How about adding a heraldic logo or beast?
You will need
- The cut bits of your surcote
- Contrast fabric
- Thread to match your contrast fabric
- Machine set to zig zag
- Quilters fusible web - Wonder-under, heat-n-bond, fuse-a-web or similar
- Optional: Gold seed beads (I use Guterman)
- Beading or sharp needle
1. Trace or draw your design onto the heat-n-bond. Some brands will tell you which side to use, others not. If it's not clear, very gently separate the layers at one corner. The paper will adhere more to one side of the web than the other - use the MORE adherent side to draw on. If your design is asymmetrical, remember it will be facing the opposite way when you transfer it, so you might want to reverse it first.
2. Once you've copied it, roughly cut out a square around each design.
3. Carefully peel the less sticky paper from the web. Your design side should still be attached to the web.
4. Press the sticky side of your fusible web to the WRONG side of the taffeta fabric. This should stick pretty well.
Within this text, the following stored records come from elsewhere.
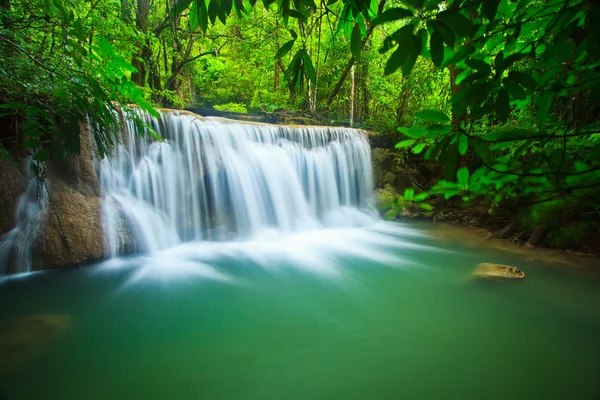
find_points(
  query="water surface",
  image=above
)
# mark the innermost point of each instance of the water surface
(332, 314)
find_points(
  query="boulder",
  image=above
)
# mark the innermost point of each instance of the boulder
(497, 271)
(21, 339)
(72, 233)
(12, 184)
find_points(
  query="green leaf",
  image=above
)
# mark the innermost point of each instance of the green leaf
(458, 23)
(392, 14)
(433, 116)
(43, 155)
(202, 12)
(502, 105)
(31, 143)
(309, 69)
(436, 44)
(479, 65)
(523, 79)
(414, 3)
(463, 143)
(396, 60)
(287, 46)
(414, 132)
(179, 7)
(490, 8)
(463, 176)
(13, 105)
(414, 46)
(405, 143)
(421, 197)
(544, 103)
(356, 42)
(514, 89)
(419, 148)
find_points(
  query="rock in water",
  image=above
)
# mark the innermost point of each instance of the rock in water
(487, 270)
(73, 232)
(23, 338)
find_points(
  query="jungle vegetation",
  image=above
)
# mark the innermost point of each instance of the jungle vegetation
(500, 96)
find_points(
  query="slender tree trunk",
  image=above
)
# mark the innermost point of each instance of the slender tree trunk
(314, 101)
(352, 95)
(350, 64)
(139, 60)
(276, 66)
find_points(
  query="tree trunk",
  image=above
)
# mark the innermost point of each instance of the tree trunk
(139, 60)
(352, 95)
(350, 64)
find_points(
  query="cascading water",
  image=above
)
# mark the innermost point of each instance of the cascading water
(213, 179)
(16, 246)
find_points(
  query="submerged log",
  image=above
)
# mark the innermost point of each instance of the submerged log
(487, 270)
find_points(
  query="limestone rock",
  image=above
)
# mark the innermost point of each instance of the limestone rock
(73, 231)
(12, 184)
(487, 270)
(23, 338)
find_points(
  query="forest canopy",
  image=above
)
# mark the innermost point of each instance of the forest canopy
(501, 96)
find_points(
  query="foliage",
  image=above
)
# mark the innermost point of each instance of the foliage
(232, 107)
(502, 94)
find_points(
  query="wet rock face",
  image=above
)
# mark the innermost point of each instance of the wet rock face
(388, 173)
(487, 270)
(12, 184)
(23, 338)
(72, 233)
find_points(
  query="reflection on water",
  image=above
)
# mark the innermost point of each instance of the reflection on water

5. Carefully using nail scissors cut around your design. You should now have your design with a paper patch stuck to one side.
6. Peel off the remaining paper, giving you a sticky fabric logo.
7. Position as desired!
8. Using a dishtowel or pressing cloth to sit between the garment and your iron, press several times briefly with a hot steam iron. This should stick the design to the fabric.
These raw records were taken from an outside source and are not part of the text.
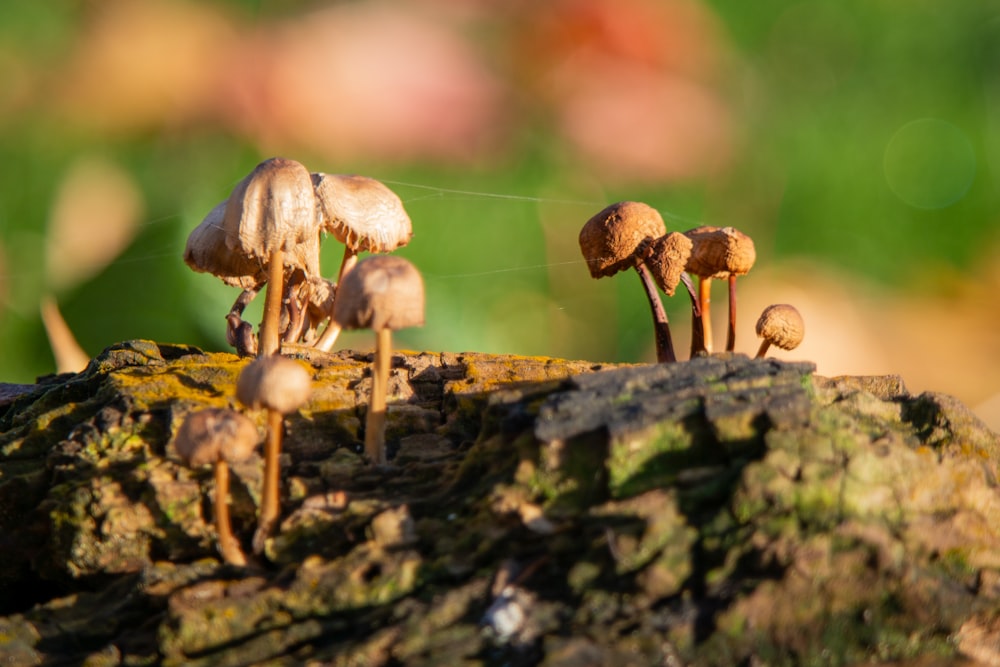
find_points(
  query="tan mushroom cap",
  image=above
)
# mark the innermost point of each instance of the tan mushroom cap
(215, 434)
(361, 212)
(666, 258)
(206, 252)
(275, 383)
(612, 238)
(781, 325)
(381, 292)
(275, 207)
(719, 252)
9.Using a narrow zig zag on your sewing machine, topstich the edges of the patch to the fabric. This is fiddly, so take your time.
10. Optional: Finally, using your patch-coloured thread, couch beads around the design, covering your machine stitching. Thread two needles and knot them - bring from wrong side to right side. String beads onto one and use the other to couch the beady string down, trying to get it to look like a seamless string of beads around the design..Do this all the way around. Bring both needles to the back and secure. Finished!
Some fusible webs don't have paper on both sides - this is ok. Just trace onto the one side of paper that you have, then, when it comes to sticking it to the fabric, lay it in position and give it a quick press with a hot steam iron - not too long but a second or so should be enough to stick it. The rest is the same.
You can see a project featuring this technique here:
http://empire.crew.profounddecisions.co.uk/public-wiki/Civil_Service_Look_and_Feel
Too complex?
If you want something a bit simpler, try using felt for your appliqued patch - the edges won't fray, so you can just stitch round with a straight stitch, or by hand, and not bother with the beads to cover the stitching. Felt won't wear as well as woven fabric, but that's ok if you're careful.